Re: Linux and UTF8 filenames

From: Jungshik Shin (jshin@mailaps.org)
Date: Mon Sep 16 2002 - 08:10:19 EDT


On Mon, 16 Sep 2002, Martin Kochanski wrote:

> 'ls') will do. Is it universally the case that the tools will assume
> that those byte-sequence filenames are in UTF8 (....
> ...........)? Or do they assume a standard locale
> (...............................)? Or is this a switchable option that
> the user can set?

   You can just set the locale to UTF-8 locale and all files names
are treated as in UTF-8 by properly I18Nized tools like
ls(in case of shell tools like 'ls', you need to have a UTF-8
terminal.
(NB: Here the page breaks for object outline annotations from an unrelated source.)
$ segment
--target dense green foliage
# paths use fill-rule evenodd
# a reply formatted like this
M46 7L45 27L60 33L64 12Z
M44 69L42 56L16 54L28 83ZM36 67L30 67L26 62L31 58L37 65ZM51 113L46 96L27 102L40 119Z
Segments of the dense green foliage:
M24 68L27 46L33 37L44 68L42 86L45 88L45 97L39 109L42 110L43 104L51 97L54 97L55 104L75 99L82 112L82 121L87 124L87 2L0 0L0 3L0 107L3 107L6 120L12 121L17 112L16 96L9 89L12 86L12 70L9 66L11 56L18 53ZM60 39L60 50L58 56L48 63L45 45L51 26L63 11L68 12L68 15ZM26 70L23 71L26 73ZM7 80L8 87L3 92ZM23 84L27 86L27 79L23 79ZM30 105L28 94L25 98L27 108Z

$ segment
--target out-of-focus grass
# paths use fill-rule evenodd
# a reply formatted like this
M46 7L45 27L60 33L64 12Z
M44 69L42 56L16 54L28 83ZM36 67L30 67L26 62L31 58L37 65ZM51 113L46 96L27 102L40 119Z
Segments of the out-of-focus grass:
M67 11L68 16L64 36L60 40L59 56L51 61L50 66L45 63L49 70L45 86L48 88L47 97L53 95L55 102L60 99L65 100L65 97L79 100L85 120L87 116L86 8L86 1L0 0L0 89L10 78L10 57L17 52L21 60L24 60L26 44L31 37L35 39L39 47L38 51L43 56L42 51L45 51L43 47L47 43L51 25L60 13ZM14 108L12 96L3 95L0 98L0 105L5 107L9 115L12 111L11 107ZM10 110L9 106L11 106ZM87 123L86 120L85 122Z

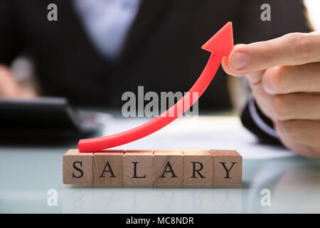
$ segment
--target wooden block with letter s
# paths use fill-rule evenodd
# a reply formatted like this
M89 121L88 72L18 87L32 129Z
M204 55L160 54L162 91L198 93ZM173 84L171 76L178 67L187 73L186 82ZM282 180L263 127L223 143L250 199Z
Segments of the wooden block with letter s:
M93 153L69 150L63 157L63 179L65 185L92 184Z
M152 185L152 150L126 150L123 158L123 185Z
M213 157L213 185L240 185L242 157L235 150L210 151Z
M182 150L154 151L154 186L182 185Z
M124 150L109 150L93 155L93 184L122 185Z

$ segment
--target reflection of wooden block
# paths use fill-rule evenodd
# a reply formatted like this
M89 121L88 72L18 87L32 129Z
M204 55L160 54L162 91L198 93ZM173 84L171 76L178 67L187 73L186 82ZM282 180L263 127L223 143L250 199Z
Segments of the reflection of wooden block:
M183 180L181 150L154 152L154 185L182 185Z
M152 150L127 150L123 157L123 184L152 185Z
M69 150L63 155L63 183L66 185L92 184L92 155Z
M122 185L124 150L109 150L93 155L93 184Z
M213 157L213 185L240 185L242 157L235 150L210 151Z
M183 185L210 185L213 158L208 150L183 150Z

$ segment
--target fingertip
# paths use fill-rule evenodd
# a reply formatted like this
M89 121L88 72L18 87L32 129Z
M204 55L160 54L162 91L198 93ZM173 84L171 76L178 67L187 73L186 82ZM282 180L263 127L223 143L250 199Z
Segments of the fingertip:
M229 65L229 58L228 57L223 57L221 62L221 66L223 70L225 71L225 73L228 73L228 75L237 77L243 76L243 73L242 74L238 73L237 72L231 69Z

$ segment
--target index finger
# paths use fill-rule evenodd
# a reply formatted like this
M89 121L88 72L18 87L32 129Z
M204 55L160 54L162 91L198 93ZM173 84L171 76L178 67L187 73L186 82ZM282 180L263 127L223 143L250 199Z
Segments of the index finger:
M267 41L235 46L228 61L233 71L244 73L277 66L318 62L320 33L289 33Z

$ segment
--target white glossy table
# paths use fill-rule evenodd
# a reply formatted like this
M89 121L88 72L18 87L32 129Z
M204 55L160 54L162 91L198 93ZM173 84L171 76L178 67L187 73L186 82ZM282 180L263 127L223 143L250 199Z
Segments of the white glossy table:
M110 118L103 134L119 132L146 120ZM236 117L178 119L122 148L237 150L244 157L243 182L238 188L63 185L62 157L70 147L76 145L0 146L0 212L320 212L320 160L292 156L280 147L259 145ZM57 206L48 204L50 189L57 191Z

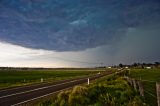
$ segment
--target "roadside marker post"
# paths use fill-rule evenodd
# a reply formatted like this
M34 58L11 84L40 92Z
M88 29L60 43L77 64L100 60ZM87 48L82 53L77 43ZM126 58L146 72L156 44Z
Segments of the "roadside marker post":
M89 78L88 78L88 85L89 85Z
M156 83L156 90L157 90L157 103L160 106L160 83Z
M43 82L43 78L41 78L41 82Z

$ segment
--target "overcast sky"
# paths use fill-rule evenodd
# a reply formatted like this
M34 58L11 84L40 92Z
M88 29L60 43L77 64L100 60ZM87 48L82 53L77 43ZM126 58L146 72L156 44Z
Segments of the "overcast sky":
M0 66L155 61L159 0L0 0Z

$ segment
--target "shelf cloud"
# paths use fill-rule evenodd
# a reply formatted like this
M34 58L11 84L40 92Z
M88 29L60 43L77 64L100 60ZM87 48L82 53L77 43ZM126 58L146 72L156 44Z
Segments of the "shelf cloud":
M159 22L159 0L0 0L0 41L32 49L114 45Z

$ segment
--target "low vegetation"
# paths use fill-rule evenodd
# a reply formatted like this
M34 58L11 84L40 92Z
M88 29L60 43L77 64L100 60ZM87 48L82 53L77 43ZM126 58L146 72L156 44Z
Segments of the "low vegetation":
M0 89L21 86L41 81L49 82L98 73L104 69L56 69L56 70L1 70Z
M156 82L160 82L160 69L131 69L128 73L130 77L142 82L145 102L150 106L156 106Z
M128 82L119 76L101 78L90 85L60 92L40 106L146 106Z

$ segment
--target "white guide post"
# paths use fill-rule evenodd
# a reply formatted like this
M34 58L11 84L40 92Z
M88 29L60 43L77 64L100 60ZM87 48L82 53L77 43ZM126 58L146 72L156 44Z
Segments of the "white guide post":
M88 85L89 85L89 78L88 78Z
M41 78L41 82L43 82L43 78Z

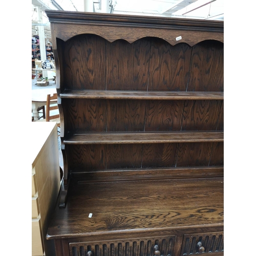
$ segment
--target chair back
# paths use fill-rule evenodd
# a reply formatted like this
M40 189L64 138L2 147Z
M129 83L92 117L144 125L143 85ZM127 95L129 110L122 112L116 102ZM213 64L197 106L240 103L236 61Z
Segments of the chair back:
M50 111L52 110L58 110L58 105L56 104L56 100L57 100L57 93L47 95L46 113L46 119L47 122L49 122L50 120L59 118L59 113L51 115L50 112ZM55 102L53 102L53 100Z

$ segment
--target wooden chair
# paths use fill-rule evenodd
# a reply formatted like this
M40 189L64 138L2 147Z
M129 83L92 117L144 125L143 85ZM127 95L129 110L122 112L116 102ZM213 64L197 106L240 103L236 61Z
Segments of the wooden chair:
M46 99L46 118L40 119L37 122L56 122L58 127L60 126L60 122L59 119L59 113L52 115L51 111L53 110L58 110L58 105L56 103L57 100L57 93L53 94L48 94ZM53 101L55 102L53 102Z

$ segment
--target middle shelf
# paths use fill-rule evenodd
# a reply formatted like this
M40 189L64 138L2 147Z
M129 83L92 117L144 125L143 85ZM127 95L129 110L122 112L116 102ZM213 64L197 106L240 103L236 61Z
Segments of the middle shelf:
M224 99L223 92L168 92L142 91L71 90L60 94L61 98L152 99L152 100L217 100Z
M135 132L74 134L66 144L133 144L224 141L223 131Z

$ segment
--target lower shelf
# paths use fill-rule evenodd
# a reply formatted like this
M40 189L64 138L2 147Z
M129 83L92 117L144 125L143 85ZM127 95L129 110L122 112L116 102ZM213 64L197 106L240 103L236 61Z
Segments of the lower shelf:
M160 232L223 222L223 178L88 182L71 179L48 239Z

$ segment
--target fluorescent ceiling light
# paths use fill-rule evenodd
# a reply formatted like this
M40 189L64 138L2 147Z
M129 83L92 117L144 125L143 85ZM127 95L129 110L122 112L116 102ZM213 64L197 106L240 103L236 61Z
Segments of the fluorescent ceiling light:
M115 11L162 14L183 0L116 0Z
M206 5L209 5L211 3L216 1L216 0L198 0L190 5L186 6L184 8L179 10L177 12L173 13L174 15L183 15L188 14L189 12L200 8Z

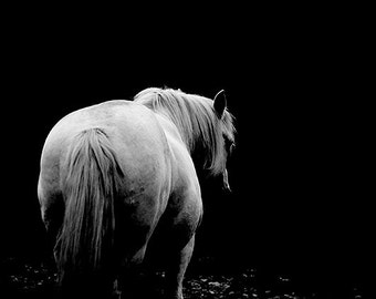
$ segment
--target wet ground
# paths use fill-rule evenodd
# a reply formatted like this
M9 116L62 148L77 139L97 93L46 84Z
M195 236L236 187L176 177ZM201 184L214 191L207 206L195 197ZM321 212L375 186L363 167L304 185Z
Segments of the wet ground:
M164 277L164 272L157 272L153 279L153 297L156 299L163 298L159 286ZM0 298L53 298L56 278L53 267L46 262L31 262L17 258L3 259L0 270ZM223 274L188 272L184 287L186 299L337 298L333 293L302 289L289 276L270 275L261 278L261 274L254 268ZM356 287L347 295L346 298L363 298L362 291Z

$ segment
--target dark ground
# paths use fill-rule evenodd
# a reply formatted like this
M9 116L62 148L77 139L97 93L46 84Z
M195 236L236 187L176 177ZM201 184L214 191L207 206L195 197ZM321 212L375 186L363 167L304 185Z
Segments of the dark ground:
M338 285L336 288L303 286L297 277L262 272L255 268L212 270L212 260L201 258L192 261L184 282L186 299L316 299L316 298L367 298L357 285ZM6 298L55 298L58 275L49 261L31 261L8 258L0 265L0 295ZM163 298L164 272L157 271L149 279L150 292L146 298ZM353 281L354 282L354 281ZM333 286L332 286L333 287ZM142 297L144 298L144 297Z

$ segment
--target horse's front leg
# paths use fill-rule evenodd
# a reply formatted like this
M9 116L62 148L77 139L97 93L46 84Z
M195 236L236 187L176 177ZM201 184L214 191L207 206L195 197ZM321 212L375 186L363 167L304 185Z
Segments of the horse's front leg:
M177 252L171 254L169 268L166 272L167 286L166 298L184 299L182 298L182 279L187 270L188 264L194 252L195 235L188 244Z

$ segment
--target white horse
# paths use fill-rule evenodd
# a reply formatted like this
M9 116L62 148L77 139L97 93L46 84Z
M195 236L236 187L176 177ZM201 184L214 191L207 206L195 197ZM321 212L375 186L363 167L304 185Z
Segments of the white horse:
M223 92L210 100L146 89L134 101L104 102L56 123L42 151L38 195L64 296L104 298L115 279L126 290L164 218L171 243L165 295L182 299L202 217L191 155L203 151L203 166L229 188L232 121Z

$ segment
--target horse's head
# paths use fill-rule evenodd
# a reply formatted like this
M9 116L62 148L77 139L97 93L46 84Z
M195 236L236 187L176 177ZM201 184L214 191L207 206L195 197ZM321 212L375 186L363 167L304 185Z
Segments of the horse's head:
M233 117L227 110L227 100L223 90L218 92L215 96L213 109L219 120L218 130L220 130L220 136L222 138L219 143L222 148L220 148L219 152L222 153L220 172L223 177L223 187L227 190L231 190L227 171L227 161L234 148L234 126L232 124Z

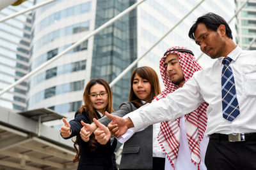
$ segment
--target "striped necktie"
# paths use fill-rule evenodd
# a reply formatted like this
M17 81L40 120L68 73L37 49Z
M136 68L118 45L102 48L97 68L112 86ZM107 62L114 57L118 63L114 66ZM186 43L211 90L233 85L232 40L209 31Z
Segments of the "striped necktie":
M239 106L236 97L235 80L228 64L232 59L227 57L222 60L224 64L221 74L222 111L223 118L232 121L239 115Z

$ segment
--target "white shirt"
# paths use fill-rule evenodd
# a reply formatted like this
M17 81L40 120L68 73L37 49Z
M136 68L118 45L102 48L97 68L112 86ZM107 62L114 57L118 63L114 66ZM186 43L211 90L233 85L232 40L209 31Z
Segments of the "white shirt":
M228 57L233 71L240 114L232 122L222 116L221 64L219 57L213 66L194 73L182 88L166 98L127 115L135 131L141 127L171 120L209 103L206 133L250 133L256 132L256 51L242 51L237 46ZM156 114L157 113L157 114Z
M141 102L144 104L145 102L143 101L141 101ZM149 104L147 104L145 105L142 106L141 107L145 107L145 106L148 105ZM123 118L127 118L127 115L125 115ZM163 152L160 145L157 141L157 134L160 131L160 123L156 124L153 125L153 134L152 134L152 151L153 151L153 157L162 157L164 158L165 157L165 153L164 152ZM128 129L128 131L121 137L118 138L117 139L118 140L119 142L120 143L125 143L129 139L130 139L131 137L132 136L132 135L138 131L141 131L144 130L147 127L143 127L141 128L140 129L134 131L134 128L130 128Z
M168 170L198 170L198 166L195 165L191 162L189 147L188 141L187 134L186 132L185 118L181 117L180 118L180 146L179 148L178 157L175 166L175 169L171 166L168 159L165 159L164 169ZM207 169L204 164L204 158L205 156L206 149L209 142L209 138L205 135L200 143L201 163L199 165L200 170Z

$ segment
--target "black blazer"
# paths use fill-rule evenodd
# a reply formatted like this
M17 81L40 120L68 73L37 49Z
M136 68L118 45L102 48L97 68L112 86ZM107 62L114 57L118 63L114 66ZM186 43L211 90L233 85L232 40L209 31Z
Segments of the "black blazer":
M132 103L127 102L111 115L122 117L136 109ZM99 121L107 126L111 120L104 116ZM119 169L152 169L152 136L153 126L150 125L125 142Z
M99 117L100 117L98 115ZM84 141L80 136L80 129L83 127L81 120L85 123L91 124L87 111L81 114L77 110L76 112L75 118L69 122L71 129L71 135L65 139L68 139L73 136L78 136L78 142L81 146L81 156L78 164L79 170L113 170L117 169L115 149L116 146L116 139L115 139L112 145L109 141L106 145L97 143L97 149L91 151L89 143Z

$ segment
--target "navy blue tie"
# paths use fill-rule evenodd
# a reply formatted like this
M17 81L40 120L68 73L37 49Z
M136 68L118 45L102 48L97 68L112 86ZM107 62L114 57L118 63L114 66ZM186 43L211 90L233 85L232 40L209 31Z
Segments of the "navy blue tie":
M239 115L239 106L236 97L235 80L232 70L229 67L232 59L228 57L224 58L224 64L221 74L222 110L223 118L232 121Z

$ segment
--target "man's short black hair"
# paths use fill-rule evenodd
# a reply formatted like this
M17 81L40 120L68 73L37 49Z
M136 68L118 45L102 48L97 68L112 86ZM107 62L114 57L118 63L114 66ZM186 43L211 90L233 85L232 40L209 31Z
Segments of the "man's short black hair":
M227 36L233 39L231 29L223 18L214 13L209 12L198 18L196 22L190 28L188 36L193 40L195 40L194 33L196 29L197 25L200 23L204 24L207 29L212 29L214 31L217 31L217 29L219 27L219 26L223 24L226 27Z

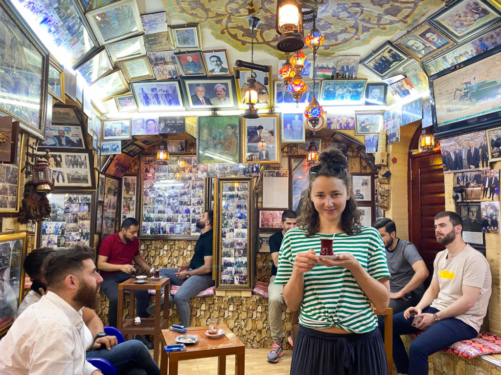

There are a few UTF-8-capable terminals including
xterm). Nowadays, most Linux distribution come with tens of
UTF-8 locales ( e.g. en_US.UTF-8, ja_JP.UTF-8, ko_KR.UTF-8,
fr_CA.UTF-8, etc). For more information on Linux and UTF-8, refer to
<http://www.cl.cam.ac.uk/~mgk25/unicode.html>. There's also a mailing
list dedicated to the topic (linux-utf8) mentioned in the FAQ.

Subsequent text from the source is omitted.